Of course, we may be most interested in actual-world problems, e.g. interpreting modern physics, addressing salient ethical and political issues, etc. But there doesn't seem any reason why they couldn't in principle be addressed just as well from an empirically neutral position which entertained our actual situation as a merely hypothetical scenario. Indeed, given sufficient imaginative and rational powers, the armchair philosopher (or even the disembodied, floating-in-the-void philosopher) should be capable of achieving a kind of "limited omniscience", knowing everything there is to know about the various possibilities (except for which one happens to be actual -- but never mind that one little fact).

It might be objected that science brings to light new possibilities that would otherwise seem inconceivable -- e.g. space-time relativity. But this is merely to note that experience is a useful imaginative aid; it plays no necessary role in the actual justification of our philosophical beliefs.
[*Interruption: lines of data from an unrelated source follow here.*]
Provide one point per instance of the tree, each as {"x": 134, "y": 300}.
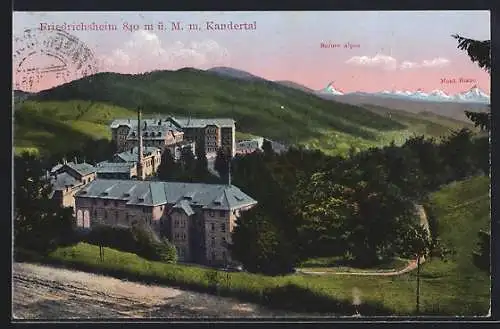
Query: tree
{"x": 421, "y": 245}
{"x": 222, "y": 162}
{"x": 480, "y": 53}
{"x": 168, "y": 168}
{"x": 267, "y": 147}
{"x": 40, "y": 223}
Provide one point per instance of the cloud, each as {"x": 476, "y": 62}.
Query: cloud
{"x": 390, "y": 63}
{"x": 378, "y": 60}
{"x": 144, "y": 51}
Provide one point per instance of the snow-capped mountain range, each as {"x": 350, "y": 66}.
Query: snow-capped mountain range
{"x": 472, "y": 95}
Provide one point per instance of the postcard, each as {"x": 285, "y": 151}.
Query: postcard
{"x": 270, "y": 165}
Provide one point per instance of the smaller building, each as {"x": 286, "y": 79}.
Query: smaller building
{"x": 67, "y": 178}
{"x": 150, "y": 161}
{"x": 176, "y": 150}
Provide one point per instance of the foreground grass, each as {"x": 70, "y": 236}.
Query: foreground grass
{"x": 337, "y": 264}
{"x": 454, "y": 288}
{"x": 83, "y": 109}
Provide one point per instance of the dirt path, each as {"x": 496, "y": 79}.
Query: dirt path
{"x": 41, "y": 292}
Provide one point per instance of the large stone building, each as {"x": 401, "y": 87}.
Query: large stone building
{"x": 67, "y": 178}
{"x": 197, "y": 218}
{"x": 155, "y": 133}
{"x": 213, "y": 133}
{"x": 124, "y": 164}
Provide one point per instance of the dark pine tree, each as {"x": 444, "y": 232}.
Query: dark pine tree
{"x": 40, "y": 224}
{"x": 201, "y": 167}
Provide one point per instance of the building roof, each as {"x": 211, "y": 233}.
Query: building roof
{"x": 114, "y": 167}
{"x": 63, "y": 180}
{"x": 131, "y": 155}
{"x": 185, "y": 206}
{"x": 154, "y": 131}
{"x": 153, "y": 193}
{"x": 201, "y": 123}
{"x": 132, "y": 123}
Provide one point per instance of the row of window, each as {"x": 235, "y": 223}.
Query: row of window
{"x": 222, "y": 227}
{"x": 179, "y": 223}
{"x": 180, "y": 236}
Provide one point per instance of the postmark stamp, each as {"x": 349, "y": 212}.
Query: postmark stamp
{"x": 54, "y": 56}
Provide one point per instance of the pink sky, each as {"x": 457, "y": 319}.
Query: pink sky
{"x": 397, "y": 50}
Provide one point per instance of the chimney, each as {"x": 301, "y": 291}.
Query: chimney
{"x": 140, "y": 173}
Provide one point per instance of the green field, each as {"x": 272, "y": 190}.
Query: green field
{"x": 454, "y": 287}
{"x": 56, "y": 119}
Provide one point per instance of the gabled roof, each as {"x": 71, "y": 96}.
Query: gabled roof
{"x": 153, "y": 193}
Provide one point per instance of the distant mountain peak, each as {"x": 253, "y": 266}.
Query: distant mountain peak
{"x": 331, "y": 89}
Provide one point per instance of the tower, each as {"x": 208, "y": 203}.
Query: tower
{"x": 140, "y": 169}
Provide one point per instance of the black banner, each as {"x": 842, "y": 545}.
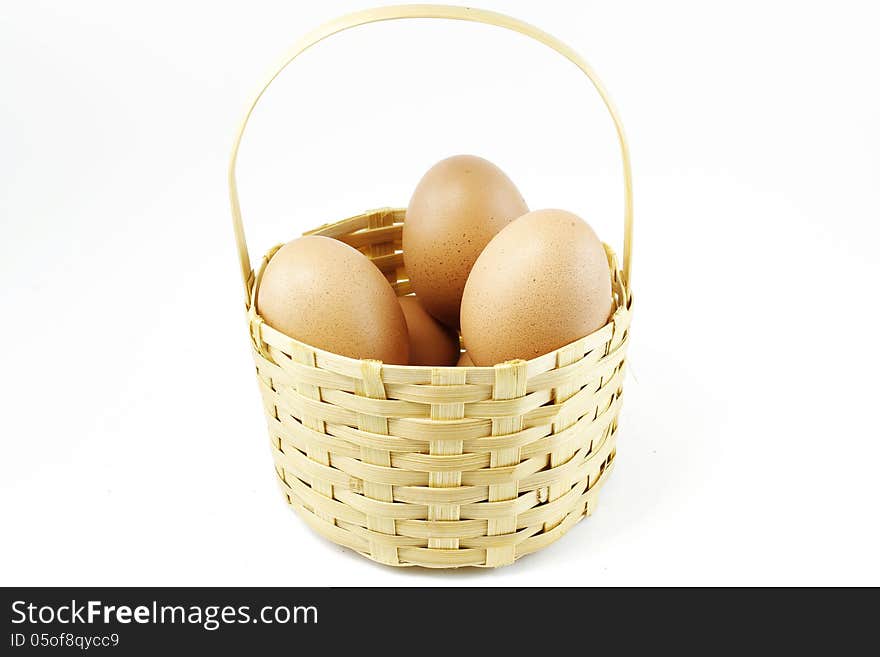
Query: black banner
{"x": 125, "y": 621}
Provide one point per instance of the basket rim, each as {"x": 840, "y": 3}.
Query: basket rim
{"x": 260, "y": 329}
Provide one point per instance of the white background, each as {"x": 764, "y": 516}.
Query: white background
{"x": 134, "y": 447}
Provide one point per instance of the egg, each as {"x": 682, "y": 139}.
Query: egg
{"x": 458, "y": 206}
{"x": 329, "y": 295}
{"x": 540, "y": 284}
{"x": 430, "y": 342}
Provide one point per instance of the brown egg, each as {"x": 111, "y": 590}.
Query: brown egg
{"x": 329, "y": 295}
{"x": 457, "y": 207}
{"x": 430, "y": 343}
{"x": 540, "y": 284}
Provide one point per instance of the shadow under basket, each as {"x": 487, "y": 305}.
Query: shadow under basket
{"x": 439, "y": 467}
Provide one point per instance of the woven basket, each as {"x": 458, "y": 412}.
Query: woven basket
{"x": 438, "y": 466}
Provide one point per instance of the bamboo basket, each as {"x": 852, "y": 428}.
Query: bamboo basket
{"x": 438, "y": 466}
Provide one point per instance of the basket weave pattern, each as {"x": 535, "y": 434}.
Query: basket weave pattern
{"x": 442, "y": 466}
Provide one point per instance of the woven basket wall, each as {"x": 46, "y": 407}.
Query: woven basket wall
{"x": 446, "y": 466}
{"x": 443, "y": 466}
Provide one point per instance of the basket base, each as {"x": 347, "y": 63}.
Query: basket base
{"x": 412, "y": 553}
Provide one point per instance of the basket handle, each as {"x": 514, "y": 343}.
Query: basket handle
{"x": 429, "y": 11}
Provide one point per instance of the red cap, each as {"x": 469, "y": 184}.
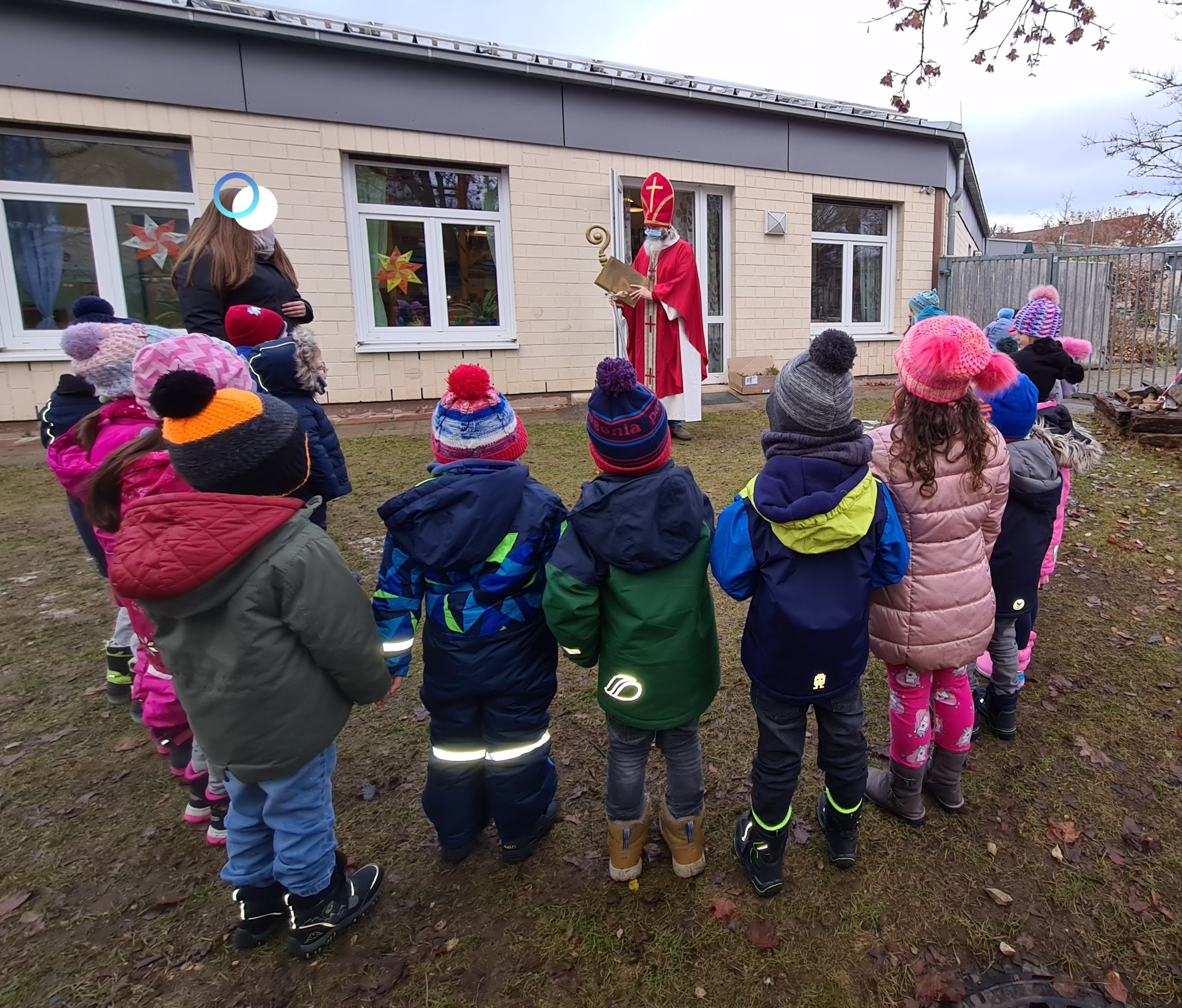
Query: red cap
{"x": 247, "y": 325}
{"x": 656, "y": 199}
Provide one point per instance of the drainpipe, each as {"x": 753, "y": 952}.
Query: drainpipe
{"x": 954, "y": 200}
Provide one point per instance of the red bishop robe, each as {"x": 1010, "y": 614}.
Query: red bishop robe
{"x": 677, "y": 287}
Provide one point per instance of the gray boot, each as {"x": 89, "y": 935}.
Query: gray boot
{"x": 899, "y": 792}
{"x": 943, "y": 779}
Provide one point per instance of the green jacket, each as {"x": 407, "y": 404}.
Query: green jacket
{"x": 269, "y": 639}
{"x": 628, "y": 588}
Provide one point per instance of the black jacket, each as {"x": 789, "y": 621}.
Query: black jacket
{"x": 1045, "y": 362}
{"x": 204, "y": 310}
{"x": 71, "y": 401}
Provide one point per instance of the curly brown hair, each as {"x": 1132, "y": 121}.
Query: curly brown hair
{"x": 924, "y": 430}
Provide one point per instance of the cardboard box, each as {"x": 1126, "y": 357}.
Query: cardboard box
{"x": 746, "y": 375}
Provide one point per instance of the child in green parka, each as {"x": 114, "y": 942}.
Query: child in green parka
{"x": 627, "y": 588}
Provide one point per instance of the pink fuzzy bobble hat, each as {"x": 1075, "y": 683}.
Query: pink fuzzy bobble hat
{"x": 943, "y": 357}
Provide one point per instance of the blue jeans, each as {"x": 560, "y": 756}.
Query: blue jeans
{"x": 282, "y": 830}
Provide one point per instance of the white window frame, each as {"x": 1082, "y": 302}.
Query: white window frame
{"x": 372, "y": 338}
{"x": 18, "y": 343}
{"x": 887, "y": 241}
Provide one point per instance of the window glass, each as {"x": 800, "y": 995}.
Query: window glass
{"x": 868, "y": 283}
{"x": 415, "y": 187}
{"x": 849, "y": 218}
{"x": 90, "y": 162}
{"x": 827, "y": 289}
{"x": 150, "y": 240}
{"x": 470, "y": 265}
{"x": 398, "y": 255}
{"x": 53, "y": 259}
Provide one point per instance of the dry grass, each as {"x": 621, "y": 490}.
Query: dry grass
{"x": 128, "y": 909}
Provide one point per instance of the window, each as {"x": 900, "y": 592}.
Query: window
{"x": 851, "y": 266}
{"x": 430, "y": 257}
{"x": 86, "y": 215}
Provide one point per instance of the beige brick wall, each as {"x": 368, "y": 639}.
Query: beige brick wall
{"x": 564, "y": 324}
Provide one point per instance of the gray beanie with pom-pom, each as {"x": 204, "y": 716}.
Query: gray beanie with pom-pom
{"x": 815, "y": 392}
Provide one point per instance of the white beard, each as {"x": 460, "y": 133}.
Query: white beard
{"x": 655, "y": 245}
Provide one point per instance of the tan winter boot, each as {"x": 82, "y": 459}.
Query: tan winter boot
{"x": 626, "y": 844}
{"x": 686, "y": 841}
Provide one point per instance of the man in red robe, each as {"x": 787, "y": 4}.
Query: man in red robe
{"x": 666, "y": 337}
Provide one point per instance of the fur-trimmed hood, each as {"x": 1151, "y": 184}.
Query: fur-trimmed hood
{"x": 286, "y": 367}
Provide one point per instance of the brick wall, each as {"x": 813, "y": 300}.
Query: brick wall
{"x": 564, "y": 324}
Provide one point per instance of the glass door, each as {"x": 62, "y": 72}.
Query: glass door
{"x": 703, "y": 218}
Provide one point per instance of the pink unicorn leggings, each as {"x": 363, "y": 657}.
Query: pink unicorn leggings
{"x": 928, "y": 705}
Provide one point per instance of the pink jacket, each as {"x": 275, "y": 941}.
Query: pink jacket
{"x": 941, "y": 615}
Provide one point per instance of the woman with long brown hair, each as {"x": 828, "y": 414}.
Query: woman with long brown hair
{"x": 224, "y": 265}
{"x": 948, "y": 472}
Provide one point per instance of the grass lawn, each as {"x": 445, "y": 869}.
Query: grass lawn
{"x": 126, "y": 906}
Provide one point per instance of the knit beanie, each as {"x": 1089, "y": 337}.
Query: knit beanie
{"x": 1042, "y": 314}
{"x": 941, "y": 357}
{"x": 228, "y": 441}
{"x": 247, "y": 325}
{"x": 928, "y": 299}
{"x": 474, "y": 421}
{"x": 1012, "y": 410}
{"x": 815, "y": 390}
{"x": 102, "y": 354}
{"x": 190, "y": 352}
{"x": 627, "y": 424}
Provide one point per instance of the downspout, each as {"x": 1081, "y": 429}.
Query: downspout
{"x": 955, "y": 200}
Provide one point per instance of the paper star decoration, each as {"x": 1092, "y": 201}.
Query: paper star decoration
{"x": 155, "y": 241}
{"x": 398, "y": 270}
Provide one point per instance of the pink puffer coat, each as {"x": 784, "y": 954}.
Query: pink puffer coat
{"x": 941, "y": 615}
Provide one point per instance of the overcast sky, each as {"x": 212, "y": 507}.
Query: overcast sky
{"x": 1026, "y": 132}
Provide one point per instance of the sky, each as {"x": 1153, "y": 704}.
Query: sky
{"x": 1026, "y": 132}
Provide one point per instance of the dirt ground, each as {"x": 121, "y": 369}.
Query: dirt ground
{"x": 107, "y": 897}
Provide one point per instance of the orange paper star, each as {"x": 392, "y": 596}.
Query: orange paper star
{"x": 398, "y": 270}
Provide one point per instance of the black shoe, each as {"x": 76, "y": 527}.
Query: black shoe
{"x": 317, "y": 920}
{"x": 519, "y": 851}
{"x": 762, "y": 852}
{"x": 118, "y": 675}
{"x": 998, "y": 712}
{"x": 841, "y": 830}
{"x": 262, "y": 914}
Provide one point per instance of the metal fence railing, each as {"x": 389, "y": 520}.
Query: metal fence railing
{"x": 1126, "y": 303}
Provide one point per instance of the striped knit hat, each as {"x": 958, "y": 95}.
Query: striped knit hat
{"x": 1042, "y": 316}
{"x": 941, "y": 357}
{"x": 627, "y": 423}
{"x": 227, "y": 441}
{"x": 474, "y": 421}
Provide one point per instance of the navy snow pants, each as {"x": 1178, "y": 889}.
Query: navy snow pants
{"x": 490, "y": 705}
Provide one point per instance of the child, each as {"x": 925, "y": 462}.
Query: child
{"x": 101, "y": 355}
{"x": 806, "y": 540}
{"x": 270, "y": 643}
{"x": 627, "y": 588}
{"x": 292, "y": 369}
{"x": 474, "y": 538}
{"x": 142, "y": 470}
{"x": 1043, "y": 358}
{"x": 1035, "y": 486}
{"x": 950, "y": 473}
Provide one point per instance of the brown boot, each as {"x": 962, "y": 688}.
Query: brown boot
{"x": 686, "y": 841}
{"x": 943, "y": 779}
{"x": 626, "y": 844}
{"x": 899, "y": 792}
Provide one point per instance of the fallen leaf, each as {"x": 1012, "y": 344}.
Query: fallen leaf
{"x": 763, "y": 935}
{"x": 1001, "y": 897}
{"x": 1115, "y": 988}
{"x": 12, "y": 902}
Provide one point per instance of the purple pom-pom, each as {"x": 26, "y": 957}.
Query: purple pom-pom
{"x": 616, "y": 376}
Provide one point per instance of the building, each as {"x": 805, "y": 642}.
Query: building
{"x": 484, "y": 162}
Einstein's theory is enough; it need not be borne out by the empirical data. His conceptual scheme alone is enough to show how space and time could turn out not to be absolute. (Unless there's really a hidden contradiction in there, in which case ideal rational reflection should suffice to expose the impossibility.)

Am I wrong? (And do you have to conduct an experiment before you can tell?)

P.S. Thanks to Jack for getting me thinking about this topic.